By David Hill - 04/27/10 10:21 PM EDT
2010 seems likely to mark the end of abortion’s prominence as an influential issue in Republican primary elections. While GOP voters once dutifully lined up behind the most pro-life candidates, that just isn’t the case these days. I’m not saying that pro-life sentiment has waned. It hasn’t. The percentage of Republicans saying that abortion should be illegal in all or most instances is little changed over the past decade. But I do see fewer pro-life voters letting their views on abortion issues influence or control their candidate choices in primaries.
There is a long list of very plausible explanations for this shift, the most convincing being that the recession and economic issues have simply sucked all the oxygen out of the room, leaving little opportunity for abortion and other second-tier issues to breathe. I see evidence of this frequently in polls that reveal pro-life and Christian-right voters as some of the most passionate advocates for jobs as a top priority of government.
I think it’s also worth contemplating the impact of the Catholic Church’s imbroglio over pedophile priests.
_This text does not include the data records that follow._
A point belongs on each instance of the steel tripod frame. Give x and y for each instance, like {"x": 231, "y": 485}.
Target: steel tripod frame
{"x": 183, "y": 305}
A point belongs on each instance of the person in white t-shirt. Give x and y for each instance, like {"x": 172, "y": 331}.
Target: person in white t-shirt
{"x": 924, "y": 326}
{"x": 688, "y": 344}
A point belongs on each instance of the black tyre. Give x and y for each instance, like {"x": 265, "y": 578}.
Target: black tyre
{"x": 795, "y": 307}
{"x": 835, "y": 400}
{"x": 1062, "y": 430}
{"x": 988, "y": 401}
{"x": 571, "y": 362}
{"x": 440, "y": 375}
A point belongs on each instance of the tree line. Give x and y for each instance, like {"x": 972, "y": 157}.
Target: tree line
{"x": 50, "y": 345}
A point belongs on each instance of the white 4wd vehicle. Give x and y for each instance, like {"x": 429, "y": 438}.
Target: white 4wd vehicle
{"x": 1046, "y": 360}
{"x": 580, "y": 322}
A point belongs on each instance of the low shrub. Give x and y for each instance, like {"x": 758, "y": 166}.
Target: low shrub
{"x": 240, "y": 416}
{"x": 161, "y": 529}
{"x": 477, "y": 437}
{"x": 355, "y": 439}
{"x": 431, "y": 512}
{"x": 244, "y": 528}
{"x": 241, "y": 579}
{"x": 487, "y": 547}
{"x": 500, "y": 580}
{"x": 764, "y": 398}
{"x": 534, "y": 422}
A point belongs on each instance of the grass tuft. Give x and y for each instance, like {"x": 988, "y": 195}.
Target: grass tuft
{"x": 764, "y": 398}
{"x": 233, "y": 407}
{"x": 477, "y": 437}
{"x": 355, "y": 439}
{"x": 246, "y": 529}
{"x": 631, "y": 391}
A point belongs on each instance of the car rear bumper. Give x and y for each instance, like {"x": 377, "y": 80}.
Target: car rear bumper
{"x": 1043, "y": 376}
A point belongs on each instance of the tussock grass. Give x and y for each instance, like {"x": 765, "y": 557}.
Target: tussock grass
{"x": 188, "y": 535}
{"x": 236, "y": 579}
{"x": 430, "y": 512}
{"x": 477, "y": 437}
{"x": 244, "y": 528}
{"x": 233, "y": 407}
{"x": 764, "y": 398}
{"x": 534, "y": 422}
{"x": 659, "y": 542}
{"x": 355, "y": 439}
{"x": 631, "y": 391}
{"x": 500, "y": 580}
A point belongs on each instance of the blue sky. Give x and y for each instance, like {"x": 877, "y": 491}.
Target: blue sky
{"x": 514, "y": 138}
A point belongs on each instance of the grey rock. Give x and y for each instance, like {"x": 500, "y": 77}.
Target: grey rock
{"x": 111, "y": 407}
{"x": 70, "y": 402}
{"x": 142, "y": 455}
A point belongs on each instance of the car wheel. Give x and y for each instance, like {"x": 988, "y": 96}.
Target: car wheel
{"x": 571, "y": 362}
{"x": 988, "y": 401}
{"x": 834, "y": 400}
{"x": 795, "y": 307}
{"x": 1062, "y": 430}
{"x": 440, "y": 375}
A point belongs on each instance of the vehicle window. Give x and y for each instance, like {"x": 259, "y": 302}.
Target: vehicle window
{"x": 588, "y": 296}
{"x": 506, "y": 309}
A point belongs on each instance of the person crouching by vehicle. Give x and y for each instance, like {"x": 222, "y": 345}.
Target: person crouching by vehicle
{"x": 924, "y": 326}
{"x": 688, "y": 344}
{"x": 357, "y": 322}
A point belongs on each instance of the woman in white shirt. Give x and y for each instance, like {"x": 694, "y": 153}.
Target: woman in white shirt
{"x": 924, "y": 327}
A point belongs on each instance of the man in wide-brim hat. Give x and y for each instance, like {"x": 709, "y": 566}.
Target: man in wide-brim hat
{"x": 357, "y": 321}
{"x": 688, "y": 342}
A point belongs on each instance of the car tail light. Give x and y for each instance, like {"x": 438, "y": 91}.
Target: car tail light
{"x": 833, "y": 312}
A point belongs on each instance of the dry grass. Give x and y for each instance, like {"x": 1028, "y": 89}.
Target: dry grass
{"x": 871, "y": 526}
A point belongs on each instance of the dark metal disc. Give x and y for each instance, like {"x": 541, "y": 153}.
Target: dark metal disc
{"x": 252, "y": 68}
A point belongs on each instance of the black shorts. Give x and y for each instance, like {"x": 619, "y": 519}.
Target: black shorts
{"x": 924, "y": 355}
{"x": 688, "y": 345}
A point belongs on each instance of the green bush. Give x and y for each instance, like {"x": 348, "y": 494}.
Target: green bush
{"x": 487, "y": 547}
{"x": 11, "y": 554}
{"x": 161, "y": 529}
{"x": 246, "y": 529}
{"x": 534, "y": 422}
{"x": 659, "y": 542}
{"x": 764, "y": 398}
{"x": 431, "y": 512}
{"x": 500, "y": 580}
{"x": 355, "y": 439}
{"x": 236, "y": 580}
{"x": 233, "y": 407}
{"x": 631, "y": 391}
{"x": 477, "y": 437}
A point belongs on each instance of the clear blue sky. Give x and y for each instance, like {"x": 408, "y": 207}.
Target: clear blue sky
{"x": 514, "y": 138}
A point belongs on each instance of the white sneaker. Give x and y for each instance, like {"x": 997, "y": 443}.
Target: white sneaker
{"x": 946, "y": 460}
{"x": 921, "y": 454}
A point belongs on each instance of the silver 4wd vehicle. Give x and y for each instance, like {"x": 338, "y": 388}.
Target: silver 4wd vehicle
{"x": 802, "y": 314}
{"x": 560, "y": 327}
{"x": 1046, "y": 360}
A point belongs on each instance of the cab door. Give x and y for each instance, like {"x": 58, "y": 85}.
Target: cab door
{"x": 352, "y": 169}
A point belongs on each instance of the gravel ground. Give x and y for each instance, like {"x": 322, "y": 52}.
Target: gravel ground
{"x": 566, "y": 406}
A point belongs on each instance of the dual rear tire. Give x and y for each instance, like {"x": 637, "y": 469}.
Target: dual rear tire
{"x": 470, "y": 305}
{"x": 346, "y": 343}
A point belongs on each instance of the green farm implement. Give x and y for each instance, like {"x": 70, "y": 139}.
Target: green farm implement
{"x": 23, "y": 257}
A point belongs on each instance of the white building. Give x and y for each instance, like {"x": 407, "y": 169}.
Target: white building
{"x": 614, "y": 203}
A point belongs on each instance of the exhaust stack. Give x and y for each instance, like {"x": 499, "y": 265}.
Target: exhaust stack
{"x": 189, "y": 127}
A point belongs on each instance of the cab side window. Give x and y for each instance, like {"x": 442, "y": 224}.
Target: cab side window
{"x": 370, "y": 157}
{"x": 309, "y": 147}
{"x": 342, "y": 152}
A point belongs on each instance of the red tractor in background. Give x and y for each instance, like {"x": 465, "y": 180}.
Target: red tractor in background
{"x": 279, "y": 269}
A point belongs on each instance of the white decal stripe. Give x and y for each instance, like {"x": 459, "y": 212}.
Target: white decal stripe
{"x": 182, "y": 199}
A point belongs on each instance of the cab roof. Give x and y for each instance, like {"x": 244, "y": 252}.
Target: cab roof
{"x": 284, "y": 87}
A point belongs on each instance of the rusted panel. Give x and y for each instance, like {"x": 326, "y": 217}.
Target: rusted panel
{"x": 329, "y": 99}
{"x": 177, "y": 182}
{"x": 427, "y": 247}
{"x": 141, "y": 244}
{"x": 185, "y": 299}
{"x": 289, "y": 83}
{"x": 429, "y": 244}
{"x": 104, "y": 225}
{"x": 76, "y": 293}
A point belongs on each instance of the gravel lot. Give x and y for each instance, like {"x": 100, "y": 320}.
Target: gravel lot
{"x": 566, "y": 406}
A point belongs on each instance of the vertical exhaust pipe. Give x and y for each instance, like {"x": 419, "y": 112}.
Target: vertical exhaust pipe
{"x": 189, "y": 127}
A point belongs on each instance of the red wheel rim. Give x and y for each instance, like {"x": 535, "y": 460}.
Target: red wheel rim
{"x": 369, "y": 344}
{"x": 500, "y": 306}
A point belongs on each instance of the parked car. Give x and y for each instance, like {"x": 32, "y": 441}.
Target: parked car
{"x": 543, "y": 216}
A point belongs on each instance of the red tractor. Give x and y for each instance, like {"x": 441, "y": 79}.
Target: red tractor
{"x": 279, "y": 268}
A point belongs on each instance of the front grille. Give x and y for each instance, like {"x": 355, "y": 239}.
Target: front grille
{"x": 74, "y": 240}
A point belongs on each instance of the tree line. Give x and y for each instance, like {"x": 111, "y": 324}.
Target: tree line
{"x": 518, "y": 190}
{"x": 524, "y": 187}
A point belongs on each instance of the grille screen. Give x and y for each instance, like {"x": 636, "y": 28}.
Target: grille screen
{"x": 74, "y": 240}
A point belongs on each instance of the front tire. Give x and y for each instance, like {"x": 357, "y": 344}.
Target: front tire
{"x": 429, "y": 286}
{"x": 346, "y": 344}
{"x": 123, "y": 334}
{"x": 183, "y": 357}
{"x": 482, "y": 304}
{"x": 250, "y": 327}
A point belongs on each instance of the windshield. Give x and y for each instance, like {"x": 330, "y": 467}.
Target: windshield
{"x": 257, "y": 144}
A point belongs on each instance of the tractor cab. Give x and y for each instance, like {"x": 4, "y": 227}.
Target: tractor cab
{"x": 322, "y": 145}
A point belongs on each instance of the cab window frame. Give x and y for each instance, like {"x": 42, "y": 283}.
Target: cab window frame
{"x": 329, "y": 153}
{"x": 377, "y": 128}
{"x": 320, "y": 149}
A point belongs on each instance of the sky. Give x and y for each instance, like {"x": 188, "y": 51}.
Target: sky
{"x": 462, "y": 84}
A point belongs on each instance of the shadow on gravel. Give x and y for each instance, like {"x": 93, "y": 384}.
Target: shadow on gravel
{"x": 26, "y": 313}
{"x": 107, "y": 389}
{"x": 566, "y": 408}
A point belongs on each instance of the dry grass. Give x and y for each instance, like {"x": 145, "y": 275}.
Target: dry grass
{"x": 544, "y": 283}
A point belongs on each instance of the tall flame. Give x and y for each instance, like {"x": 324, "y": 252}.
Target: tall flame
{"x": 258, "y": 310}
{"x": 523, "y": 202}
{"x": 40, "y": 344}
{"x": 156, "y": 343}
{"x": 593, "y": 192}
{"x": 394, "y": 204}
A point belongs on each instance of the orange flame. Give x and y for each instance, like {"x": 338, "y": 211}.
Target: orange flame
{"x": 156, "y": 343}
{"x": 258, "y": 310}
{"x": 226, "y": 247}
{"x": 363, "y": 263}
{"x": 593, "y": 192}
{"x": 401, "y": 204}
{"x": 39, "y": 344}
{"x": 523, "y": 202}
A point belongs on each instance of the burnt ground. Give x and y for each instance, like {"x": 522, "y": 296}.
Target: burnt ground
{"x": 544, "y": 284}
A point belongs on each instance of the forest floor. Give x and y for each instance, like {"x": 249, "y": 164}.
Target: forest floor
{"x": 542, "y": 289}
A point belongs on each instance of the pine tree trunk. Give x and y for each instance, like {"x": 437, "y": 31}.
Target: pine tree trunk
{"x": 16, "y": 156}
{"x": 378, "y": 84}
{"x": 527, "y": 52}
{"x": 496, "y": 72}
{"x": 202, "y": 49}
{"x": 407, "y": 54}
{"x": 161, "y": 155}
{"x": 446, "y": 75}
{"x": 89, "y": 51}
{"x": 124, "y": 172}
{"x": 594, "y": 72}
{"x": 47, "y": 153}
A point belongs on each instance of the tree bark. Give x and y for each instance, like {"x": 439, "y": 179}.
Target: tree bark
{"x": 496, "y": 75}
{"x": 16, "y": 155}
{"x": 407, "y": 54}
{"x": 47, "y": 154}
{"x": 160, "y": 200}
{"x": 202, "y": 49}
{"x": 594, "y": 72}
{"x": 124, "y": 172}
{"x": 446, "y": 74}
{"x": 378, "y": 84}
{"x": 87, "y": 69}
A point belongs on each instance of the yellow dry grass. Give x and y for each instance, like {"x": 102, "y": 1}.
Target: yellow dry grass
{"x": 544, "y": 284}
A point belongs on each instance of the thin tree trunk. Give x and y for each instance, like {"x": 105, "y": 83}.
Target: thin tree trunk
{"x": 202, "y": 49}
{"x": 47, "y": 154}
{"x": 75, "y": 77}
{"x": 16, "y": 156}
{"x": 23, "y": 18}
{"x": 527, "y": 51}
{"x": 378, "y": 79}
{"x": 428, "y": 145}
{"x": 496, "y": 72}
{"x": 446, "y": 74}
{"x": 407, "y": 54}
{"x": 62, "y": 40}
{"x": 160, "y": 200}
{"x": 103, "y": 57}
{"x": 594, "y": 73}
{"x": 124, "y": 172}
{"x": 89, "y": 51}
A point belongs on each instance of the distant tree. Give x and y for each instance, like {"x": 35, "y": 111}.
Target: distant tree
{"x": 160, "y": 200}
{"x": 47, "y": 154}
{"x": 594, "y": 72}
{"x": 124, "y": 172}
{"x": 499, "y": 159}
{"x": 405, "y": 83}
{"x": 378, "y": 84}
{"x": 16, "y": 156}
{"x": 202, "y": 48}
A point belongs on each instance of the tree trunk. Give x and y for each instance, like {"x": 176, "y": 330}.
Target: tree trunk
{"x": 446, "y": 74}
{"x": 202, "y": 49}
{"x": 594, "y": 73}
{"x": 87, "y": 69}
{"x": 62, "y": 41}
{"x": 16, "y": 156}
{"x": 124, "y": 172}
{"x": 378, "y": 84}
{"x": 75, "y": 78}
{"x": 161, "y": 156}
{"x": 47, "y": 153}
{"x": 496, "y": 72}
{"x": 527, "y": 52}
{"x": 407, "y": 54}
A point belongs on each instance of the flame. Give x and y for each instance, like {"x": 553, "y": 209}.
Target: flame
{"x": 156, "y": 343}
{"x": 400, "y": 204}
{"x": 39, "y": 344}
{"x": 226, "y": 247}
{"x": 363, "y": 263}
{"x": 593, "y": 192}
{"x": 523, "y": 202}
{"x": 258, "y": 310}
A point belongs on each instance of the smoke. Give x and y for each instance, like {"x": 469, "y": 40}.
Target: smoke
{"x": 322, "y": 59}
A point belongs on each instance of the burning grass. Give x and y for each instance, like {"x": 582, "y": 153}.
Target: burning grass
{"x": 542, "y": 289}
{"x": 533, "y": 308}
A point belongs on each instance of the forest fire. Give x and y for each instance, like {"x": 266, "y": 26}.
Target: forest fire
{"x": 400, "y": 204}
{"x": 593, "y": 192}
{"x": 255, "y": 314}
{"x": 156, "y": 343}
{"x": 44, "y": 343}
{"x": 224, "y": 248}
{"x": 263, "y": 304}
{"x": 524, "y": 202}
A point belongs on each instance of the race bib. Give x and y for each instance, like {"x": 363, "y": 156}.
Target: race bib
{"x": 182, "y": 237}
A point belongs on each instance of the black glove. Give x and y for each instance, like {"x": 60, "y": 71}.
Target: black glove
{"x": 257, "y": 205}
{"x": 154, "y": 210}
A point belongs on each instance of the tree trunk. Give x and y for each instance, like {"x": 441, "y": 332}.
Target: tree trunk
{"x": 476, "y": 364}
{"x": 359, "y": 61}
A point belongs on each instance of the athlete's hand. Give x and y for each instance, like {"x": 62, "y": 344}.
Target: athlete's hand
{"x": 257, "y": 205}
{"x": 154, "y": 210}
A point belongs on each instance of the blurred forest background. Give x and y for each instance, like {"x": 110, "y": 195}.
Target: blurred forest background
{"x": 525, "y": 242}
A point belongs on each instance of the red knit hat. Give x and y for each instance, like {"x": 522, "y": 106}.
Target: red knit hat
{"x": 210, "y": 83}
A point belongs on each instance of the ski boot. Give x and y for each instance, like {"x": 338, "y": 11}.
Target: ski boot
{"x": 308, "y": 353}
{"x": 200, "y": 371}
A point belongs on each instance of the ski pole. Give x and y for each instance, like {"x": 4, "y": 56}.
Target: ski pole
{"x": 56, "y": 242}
A year ago, it looked to me like the church was turning up the heat on the abortion issue, offering a fresh new source of energy for a waning movement. But that now seems like a false start that won’t have a chance to run its course because of other controversies that demand clerical attention and that underline moral leadership on this issue.
There is also the possibility that the electorate has exhausted all its energy for the abortion issue. Despite the right’s steadfast devotion for much more than a decade, there have been too few policy victories. And even when there are wins, other issues trump them. The Arizona Legislature and governor became the first to outlaw some abortions under ObamaCare’s state exchange programs. You’ll hear a little about that. But by a 10-to-1 margin, I’ll wager, commentary on Arizona’s immigration policies will dominate the abortion ban. Americans lose interest when their teams don’t win, even for beloved franchises. Small, incremental victories on partial-birth abortion have ostensibly not been compelling enough to keep the flame ablaze.
In one clear sense, blame for the decline of abortion’s relevance can be laid at the feet of lying politicians who have blithely plied a pro-life agenda during the primary and then set that platform aside for convenience when campaigning against Democrats and legislating after being elected. Through a decade-long process of trial-and-error, pro-life Republicans have come to believe that they are just being used by pro-life candidates. So they are letting other issues become more influential over their votes.
On one level, voters who are pro-life take those views for ethical reasons, according to how they define right and wrong. As ethical voters, I think they are particularly offended by candidates they see as phonies, who now claim to be pro-life in a primary but are exposed as having been pro-choice at some earlier point in their political career. In a circumstance like this, the ethical pro-life voter may choose the honest pro-choice candidate, who agrees with the voter on other issues, while rejecting the Johnny-come-lately alleged pro-lifer who is clearly bogus.
Some interesting Republican primary skirmishes are occurring over abortion in California, Iowa, Kentucky and Nevada. But the best right-to-life race may suddenly be on the Democrat side, in Bart Stupak’s Michigan district. Who would have seen that coming?
David Hill has been a Republican pollster since 1984. This cycle he is polling for gubernatorial campaigns in four states.